A large proportion of R’s power should be attributed to the enormous amount of extension packages. Many packages are published to CRAN.
These packages cover a wide range of fields. In this post, I’ll show you how to use R to scrap the titles of all CRAN packages from the web page and find out which keywords are the most popular.
To minimize the efforts, we try best to avoid reinventing the wheels and get some answer as quickly as possible. We only use existing packages to do all the work.

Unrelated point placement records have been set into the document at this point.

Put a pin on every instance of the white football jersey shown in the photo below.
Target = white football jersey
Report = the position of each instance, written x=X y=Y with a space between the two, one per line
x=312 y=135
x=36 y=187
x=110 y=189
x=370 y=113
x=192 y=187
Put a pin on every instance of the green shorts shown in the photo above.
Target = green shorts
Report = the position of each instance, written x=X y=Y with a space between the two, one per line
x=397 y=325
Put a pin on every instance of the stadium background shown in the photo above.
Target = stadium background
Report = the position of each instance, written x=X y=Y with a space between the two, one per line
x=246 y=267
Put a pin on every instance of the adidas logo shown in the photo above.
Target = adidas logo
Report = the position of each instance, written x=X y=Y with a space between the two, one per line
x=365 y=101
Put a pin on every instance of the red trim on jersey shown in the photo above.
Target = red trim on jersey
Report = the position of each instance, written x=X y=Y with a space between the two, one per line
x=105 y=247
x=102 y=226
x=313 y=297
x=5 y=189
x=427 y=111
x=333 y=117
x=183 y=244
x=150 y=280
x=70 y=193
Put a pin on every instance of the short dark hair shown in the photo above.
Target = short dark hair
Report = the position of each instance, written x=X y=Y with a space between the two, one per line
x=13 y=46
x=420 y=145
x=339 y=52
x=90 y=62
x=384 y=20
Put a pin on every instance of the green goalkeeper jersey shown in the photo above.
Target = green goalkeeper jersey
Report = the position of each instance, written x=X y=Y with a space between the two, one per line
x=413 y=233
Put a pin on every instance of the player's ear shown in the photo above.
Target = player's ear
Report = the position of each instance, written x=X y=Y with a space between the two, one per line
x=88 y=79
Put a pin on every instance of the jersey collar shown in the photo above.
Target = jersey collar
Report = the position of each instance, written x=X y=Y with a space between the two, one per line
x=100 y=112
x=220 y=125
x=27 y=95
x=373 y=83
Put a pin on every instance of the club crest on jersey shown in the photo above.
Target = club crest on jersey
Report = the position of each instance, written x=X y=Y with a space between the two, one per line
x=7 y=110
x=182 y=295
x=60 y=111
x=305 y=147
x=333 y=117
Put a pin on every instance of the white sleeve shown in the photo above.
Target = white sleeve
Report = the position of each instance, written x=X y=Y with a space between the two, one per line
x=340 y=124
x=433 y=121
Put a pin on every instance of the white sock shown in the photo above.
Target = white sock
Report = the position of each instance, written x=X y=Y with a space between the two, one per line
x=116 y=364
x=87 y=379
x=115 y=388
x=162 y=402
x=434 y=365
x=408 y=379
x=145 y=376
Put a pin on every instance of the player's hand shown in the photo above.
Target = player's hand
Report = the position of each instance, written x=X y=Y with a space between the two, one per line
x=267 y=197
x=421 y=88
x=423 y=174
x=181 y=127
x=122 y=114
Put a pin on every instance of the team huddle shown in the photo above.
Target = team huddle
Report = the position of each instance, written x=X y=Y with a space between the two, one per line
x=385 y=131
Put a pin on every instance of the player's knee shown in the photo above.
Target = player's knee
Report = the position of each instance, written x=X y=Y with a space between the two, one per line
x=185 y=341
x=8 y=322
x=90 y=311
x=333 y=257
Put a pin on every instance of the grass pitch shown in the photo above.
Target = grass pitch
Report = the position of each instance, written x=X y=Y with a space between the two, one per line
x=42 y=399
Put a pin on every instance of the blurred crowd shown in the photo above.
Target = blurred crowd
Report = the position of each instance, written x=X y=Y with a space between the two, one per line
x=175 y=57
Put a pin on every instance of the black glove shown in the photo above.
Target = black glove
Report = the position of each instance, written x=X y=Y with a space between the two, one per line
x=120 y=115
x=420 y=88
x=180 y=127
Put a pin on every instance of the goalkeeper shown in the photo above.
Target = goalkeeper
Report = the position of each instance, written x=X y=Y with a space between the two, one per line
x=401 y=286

Here is our toolbox that is useful in this task:
rvest
: Scrape from the web page by selectorrlist
: Quickly perform mapping and filtering in functional stylepipeR
: Pipe all operations at high performance
First, we equip our R environment with these tools.
library(rvest)
library(rlist)
library(pipeR)
Then we download and parse the web page.
url <- "http://cran.r-project.org/web/packages/available_packages_by_date.html"
page <- html(url)
Now page
is a parsed HTML document object that is well structured and is ready to query. Note that we need to get the texts in the third column of the table. Here we use XPath to locate the information we want. Or you can use CSS selector to do the same work.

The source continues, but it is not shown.